GUEST: Well, it goes back a few years, maybe about 65. I happened to be working with my father one day on a milk route. We were in the dairy business. There's a gentleman by the name of Mr. Harvey that owned a little market in a small village, Waltz, Michigan. He was getting up in age and he was going to be selling his store. Every time I went in his store to deliver milk, I would kind of look up on the shelf and see this spice box. I guess I just felt I had to own it, so I just asked him if there was a chance I could buy this spice box. And so we made a deal. I don't really remember if it was $10 or $30. I do remember that I would pay Mr. Harvey a few dollars every week until it was paid off.
APPRAISER: I gotta ask you, what was it for this piece to attract a ten-year-old boy?
GUEST: If you just look at the color, the uniqueness of the piece, I was just fascinated by it.
APPRAISER: When you set it on the table, the first thing I noticed was how brilliant the color is. After 38 years of being in this business, I can tell you this is not the first countertop spice rack I've seen out of a country store. I've seen a lot of them. But most of them look like somebody beat them up with a hammer and all the paint is gone, or lots of times, they'd just be painted black. And then they would have the stencil decoration. These panels here, the rooster and the hens and these ships, those were done by a machine process called lithography.
GUEST: Yes.
APPRAISER: And they would have done that probably before this piece was assembled on a flat piece of tin. The thing that blows your mind, and I've said this a million times: in this business, when an object talks to you from across the room...
GUEST: (laughing)
APPRAISER: ...that's the best kind. You've got to walk over there and look at it. Datewise, my thought would be-- I talked with a colleague-- probably from the 1880s maybe up to around 1900 or so.
GUEST: Do you want to taste some of the spices that have been in it for 65 years? (laughing)
APPRAISER: Probably not.
GUEST: They still smell really good.
APPRAISER: I bet they do.
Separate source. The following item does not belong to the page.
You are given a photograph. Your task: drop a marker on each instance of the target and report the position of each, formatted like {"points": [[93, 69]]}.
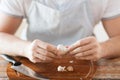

Oh, my gosh, those are the same spices that were in it when you bought it?
GUEST: Yeah, my wife almost threw these out, and I said, "Oh, my gosh!" So what I did do is I scooped them out and put the spices in plastic bags.
APPRAISER: Okay.
GUEST: But I'll tell you, every time I walk by this and smell that cinnamon...
APPRAISER: Makes you think about going back to that old store, I bet.
GUEST: It does.
APPRAISER: The people out there that like to recreate country stores, they are driven heavily by the "big boy with the most toy" sort of motivation. Easily, I could see, in a retail setting, the price would probably be around $4,000 to $6,000.
GUEST: Interesting. Let's see, if we worked that out-- let's call it $30-- that worked out quite well. (laughing) But the sentimental value truly is... for me, it's what it's all about.